Government officials who questioned him have lost their jobs. Last July, Najib fired his deputy prime minister, Muhyiddin Yassin (now a prominent member of the “Save Malaysia” coalition), after Yassin called for more transparency around 1MDB. The attorney general who launched an investigation into the fund (and, as it was recently revealed, was planning to proceed with criminal charges against the Prime Minister) also got the axe that month.

The authorities have gone after journalists and media outlets covering the story, too. After the revelations last July, the Malaysian government blocked online access to one prominent news outlet with critical 1MDB coverage and suspended the publishing license of another. Two Australian journalists were recently detained for attempting to question the Prime Minister about the controversy.

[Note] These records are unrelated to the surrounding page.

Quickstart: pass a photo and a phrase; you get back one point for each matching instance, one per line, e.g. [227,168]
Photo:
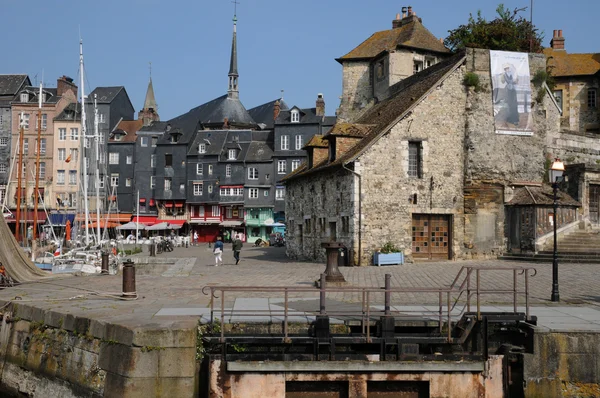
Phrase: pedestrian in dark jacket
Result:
[237,247]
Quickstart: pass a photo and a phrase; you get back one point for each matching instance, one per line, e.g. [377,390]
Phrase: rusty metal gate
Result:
[595,203]
[431,236]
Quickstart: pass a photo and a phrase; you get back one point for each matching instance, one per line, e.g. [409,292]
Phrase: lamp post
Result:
[556,176]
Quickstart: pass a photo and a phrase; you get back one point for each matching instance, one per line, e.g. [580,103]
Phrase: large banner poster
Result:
[511,92]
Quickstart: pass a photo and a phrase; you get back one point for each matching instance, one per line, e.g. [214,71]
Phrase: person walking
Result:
[218,252]
[237,247]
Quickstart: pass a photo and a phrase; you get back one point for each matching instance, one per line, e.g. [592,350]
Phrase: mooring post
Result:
[388,294]
[104,268]
[322,297]
[129,279]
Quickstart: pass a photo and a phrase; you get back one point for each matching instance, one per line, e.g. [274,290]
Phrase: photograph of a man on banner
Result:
[511,92]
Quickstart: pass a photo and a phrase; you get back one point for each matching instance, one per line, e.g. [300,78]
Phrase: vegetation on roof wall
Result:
[509,31]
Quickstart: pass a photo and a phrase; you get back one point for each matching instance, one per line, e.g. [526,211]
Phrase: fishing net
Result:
[15,260]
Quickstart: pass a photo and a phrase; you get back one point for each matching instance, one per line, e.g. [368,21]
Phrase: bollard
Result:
[129,279]
[104,267]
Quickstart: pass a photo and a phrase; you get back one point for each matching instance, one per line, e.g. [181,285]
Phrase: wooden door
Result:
[595,204]
[431,236]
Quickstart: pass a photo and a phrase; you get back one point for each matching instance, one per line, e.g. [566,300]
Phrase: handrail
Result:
[463,290]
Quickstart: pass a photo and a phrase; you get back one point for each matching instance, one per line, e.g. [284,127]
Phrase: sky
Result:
[282,45]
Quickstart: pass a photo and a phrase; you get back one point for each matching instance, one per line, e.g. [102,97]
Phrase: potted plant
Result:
[388,254]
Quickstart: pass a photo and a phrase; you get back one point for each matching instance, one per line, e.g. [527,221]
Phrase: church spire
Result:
[149,113]
[232,91]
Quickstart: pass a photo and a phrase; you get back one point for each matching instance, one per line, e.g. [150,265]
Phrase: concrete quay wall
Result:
[45,353]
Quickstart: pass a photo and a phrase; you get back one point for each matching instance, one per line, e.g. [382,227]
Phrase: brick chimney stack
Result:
[558,41]
[320,109]
[64,84]
[276,109]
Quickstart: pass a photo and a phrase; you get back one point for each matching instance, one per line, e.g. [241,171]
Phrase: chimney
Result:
[320,110]
[396,23]
[276,109]
[63,84]
[558,41]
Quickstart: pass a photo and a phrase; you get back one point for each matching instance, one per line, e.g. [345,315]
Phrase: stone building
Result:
[10,87]
[423,169]
[387,57]
[577,78]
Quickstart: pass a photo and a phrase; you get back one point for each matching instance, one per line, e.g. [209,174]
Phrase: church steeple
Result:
[149,114]
[232,91]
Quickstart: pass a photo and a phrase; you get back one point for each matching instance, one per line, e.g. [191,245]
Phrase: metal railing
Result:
[458,295]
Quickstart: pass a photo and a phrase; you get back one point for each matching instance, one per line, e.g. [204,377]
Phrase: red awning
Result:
[145,219]
[175,222]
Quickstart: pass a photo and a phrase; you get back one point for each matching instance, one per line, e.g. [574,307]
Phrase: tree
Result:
[508,32]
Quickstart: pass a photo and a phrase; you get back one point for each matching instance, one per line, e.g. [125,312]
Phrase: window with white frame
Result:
[280,193]
[113,158]
[281,166]
[72,177]
[252,173]
[295,116]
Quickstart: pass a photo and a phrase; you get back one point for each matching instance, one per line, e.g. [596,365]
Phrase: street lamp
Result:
[556,176]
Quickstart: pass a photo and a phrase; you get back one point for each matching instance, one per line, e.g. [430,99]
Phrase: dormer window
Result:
[295,116]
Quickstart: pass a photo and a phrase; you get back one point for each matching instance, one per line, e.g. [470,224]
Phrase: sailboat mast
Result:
[19,179]
[37,166]
[84,139]
[97,142]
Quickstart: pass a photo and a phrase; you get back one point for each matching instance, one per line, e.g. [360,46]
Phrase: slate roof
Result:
[411,34]
[72,112]
[381,117]
[565,64]
[129,127]
[541,196]
[10,84]
[264,113]
[105,94]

The crackdown on criticism is, not unlike the economic crisis, about more than just this scandal. It is, in part, a response to the results of a hotly contested 2013 election, in which the opposition actually managed to win the popular vote. (It failed, however, to wrest control of parliament from the ruling party as a result of Malaysia’s heavily gerrymandered constituencies.)

Since the election, Najib’s government has stepped up use of the legal system to target government critics. The sedition law, a repressive British colonial-era statute that the ruling party strengthened last April despite Najib’s previous promises to ensure its repeal, has been used to sentence dozens since 2013. In December, the ruling party also pushed through a bill in parliament effectively expanding the Prime Minister’s emergency powers.

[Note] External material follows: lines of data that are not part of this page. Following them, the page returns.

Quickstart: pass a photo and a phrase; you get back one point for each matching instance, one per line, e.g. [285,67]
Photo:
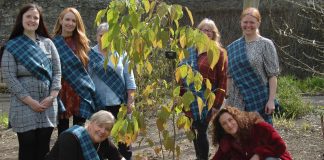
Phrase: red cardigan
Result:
[264,141]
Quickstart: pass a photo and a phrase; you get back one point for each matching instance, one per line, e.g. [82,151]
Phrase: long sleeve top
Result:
[106,95]
[21,83]
[264,140]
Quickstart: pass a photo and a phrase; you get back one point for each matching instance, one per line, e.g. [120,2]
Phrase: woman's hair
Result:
[245,121]
[103,118]
[78,35]
[254,12]
[18,28]
[102,27]
[216,35]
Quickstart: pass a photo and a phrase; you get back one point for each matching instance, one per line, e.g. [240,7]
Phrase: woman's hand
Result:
[48,101]
[34,105]
[270,107]
[255,157]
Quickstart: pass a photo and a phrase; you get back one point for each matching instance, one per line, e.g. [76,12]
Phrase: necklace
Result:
[98,147]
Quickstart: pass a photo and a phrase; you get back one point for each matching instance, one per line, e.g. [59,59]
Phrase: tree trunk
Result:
[251,3]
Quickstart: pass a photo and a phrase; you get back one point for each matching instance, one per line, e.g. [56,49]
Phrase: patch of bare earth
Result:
[304,140]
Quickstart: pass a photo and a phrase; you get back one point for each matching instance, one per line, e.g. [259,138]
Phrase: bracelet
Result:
[52,97]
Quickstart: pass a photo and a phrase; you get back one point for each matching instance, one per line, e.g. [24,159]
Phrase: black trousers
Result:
[125,151]
[201,140]
[34,144]
[64,123]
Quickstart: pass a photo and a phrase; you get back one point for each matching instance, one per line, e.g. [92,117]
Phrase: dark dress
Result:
[67,147]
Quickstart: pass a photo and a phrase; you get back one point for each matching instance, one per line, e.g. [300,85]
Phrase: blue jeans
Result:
[201,140]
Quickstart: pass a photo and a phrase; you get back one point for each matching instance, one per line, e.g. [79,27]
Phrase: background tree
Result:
[145,30]
[305,50]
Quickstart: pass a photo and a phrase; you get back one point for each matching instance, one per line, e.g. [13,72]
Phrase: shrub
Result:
[292,105]
[312,85]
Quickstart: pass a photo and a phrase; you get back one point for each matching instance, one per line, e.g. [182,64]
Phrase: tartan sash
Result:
[75,74]
[32,57]
[255,93]
[88,150]
[108,76]
[192,61]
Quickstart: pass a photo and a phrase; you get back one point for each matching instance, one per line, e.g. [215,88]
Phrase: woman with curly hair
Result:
[78,90]
[246,136]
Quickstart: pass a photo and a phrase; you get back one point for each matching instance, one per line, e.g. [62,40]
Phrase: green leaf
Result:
[99,16]
[190,16]
[162,10]
[150,142]
[198,81]
[160,125]
[176,91]
[149,67]
[182,40]
[200,104]
[147,6]
[188,98]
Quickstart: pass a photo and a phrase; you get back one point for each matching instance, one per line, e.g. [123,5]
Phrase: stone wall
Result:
[51,9]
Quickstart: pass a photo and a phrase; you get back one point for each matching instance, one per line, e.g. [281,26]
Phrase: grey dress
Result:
[22,83]
[263,58]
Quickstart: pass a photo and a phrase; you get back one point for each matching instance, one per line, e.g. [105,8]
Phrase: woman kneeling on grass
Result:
[87,143]
[246,136]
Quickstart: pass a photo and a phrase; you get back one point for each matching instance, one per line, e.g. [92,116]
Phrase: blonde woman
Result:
[31,68]
[78,90]
[217,77]
[89,142]
[253,68]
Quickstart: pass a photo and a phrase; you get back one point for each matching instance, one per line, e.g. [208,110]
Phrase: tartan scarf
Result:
[76,75]
[255,93]
[192,61]
[32,57]
[108,76]
[88,150]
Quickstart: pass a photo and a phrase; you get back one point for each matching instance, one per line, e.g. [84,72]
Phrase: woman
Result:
[114,85]
[31,69]
[245,136]
[89,142]
[216,76]
[253,69]
[78,90]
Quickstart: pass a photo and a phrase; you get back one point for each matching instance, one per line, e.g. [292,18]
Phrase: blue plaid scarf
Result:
[75,74]
[32,57]
[108,76]
[88,150]
[192,61]
[255,93]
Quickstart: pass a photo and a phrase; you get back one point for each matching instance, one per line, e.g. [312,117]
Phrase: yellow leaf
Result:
[200,105]
[181,55]
[183,40]
[157,150]
[114,59]
[160,125]
[211,99]
[149,67]
[146,5]
[190,16]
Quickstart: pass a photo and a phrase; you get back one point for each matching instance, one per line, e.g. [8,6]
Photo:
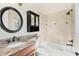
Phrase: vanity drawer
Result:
[25,52]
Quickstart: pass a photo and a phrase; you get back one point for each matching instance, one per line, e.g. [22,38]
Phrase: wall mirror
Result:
[32,21]
[10,19]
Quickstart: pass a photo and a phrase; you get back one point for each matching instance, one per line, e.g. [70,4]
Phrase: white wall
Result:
[59,33]
[76,44]
[22,9]
[54,29]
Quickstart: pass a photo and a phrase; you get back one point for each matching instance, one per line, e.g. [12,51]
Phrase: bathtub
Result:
[53,49]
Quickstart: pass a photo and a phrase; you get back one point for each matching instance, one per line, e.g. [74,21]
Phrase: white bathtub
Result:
[52,49]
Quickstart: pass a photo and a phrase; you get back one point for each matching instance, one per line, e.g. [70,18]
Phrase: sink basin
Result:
[17,44]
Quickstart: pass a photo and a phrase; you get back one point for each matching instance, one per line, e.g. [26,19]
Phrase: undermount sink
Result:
[11,48]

Najib has also moved to crush the opposition and prevent it from mounting another serious challenge to the ruling party’s supremacy. On that front, he has made some headway: Malaysia’s most prominent opposition leader, Anwar Ibrahim, is currently serving a five-year prison sentence on politically motivated charges. In a country that has been marked for decades by contentious racial politics, Najib has also appealed to deeply-rooted Malay nationalist sentiments to boost his flagging popularity among the ruling party’s base.

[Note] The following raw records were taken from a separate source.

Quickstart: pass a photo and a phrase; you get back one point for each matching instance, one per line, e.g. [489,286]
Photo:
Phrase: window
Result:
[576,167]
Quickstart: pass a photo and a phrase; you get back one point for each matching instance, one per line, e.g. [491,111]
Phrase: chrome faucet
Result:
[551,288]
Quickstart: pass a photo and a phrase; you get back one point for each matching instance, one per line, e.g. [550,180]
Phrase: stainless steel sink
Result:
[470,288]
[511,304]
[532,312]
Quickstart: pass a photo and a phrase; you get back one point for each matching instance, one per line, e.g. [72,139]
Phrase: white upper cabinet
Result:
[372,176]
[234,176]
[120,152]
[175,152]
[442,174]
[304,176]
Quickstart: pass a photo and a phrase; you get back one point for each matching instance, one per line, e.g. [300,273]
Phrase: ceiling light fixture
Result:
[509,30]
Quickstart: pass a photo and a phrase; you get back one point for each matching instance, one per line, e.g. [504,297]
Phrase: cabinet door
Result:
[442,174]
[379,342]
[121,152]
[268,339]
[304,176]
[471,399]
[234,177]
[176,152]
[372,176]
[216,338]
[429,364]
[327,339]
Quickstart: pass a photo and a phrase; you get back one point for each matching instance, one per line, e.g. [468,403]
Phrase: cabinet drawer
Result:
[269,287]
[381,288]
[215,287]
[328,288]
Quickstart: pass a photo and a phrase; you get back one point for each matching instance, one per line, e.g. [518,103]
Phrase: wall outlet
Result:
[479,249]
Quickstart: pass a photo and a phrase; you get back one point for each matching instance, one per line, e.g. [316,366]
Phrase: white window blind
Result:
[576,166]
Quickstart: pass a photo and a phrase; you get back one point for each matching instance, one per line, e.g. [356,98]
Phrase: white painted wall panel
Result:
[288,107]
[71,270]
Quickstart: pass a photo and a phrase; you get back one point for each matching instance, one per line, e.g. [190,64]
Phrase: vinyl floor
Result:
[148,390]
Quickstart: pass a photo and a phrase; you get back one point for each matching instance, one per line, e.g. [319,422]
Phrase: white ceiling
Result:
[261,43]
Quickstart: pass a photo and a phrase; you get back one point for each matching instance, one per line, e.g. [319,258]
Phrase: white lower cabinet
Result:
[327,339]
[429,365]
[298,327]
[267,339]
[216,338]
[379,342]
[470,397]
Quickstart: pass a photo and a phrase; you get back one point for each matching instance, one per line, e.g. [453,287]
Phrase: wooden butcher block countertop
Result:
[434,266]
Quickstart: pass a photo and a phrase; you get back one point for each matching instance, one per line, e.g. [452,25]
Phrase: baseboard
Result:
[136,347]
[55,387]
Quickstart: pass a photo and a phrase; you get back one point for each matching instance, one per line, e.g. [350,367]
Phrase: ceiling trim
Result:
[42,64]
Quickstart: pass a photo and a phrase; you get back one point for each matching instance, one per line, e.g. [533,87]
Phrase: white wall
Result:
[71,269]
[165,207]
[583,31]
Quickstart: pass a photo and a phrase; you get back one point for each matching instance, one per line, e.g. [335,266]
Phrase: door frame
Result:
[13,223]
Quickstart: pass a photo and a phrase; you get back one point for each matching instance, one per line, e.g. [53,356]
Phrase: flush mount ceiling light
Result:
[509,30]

In sum, the government’s moves have left Malaysia with a crippled opposition, a persecuted media, a gerrymandered parliament, a judiciary eager to do the Prime Minister’s bidding, and a cabinet of yes-men who have little interest in tackling high-level corruption. These aren’t all the results of Najib alone—Malaysia has for years struggled to consolidate democracy. But it’s a striking indictment of the fundamental weakness of Malaysia’s democratic institutions that Najib has so easily bent them to his will.

It’s unclear where the story goes from here. The international investigations still hang over the case, but Najib has been cleared of corruption by Malaysian investigating authorities (thanks, in part, to his choice to replace key officials). There is scant hope of forcing Najib from power before the next election in 2018 given that the majority of his party still backs him and there is little procedural recourse for the opposition.

Even if Najib resigns, however, it is uncertain if a shaky opposition, with its main leader imprisoned, can really “save” the country. The 1MDB scandal is a symptom, not the cause, of Malaysia’s current woes, and Najib’s removal will not resolve the country’s long-term challenges. The problems Malaysia faces run deeper than Najib, and the country can’t be truly saved until political leaders undertake serious efforts to reform and democratize key institutions.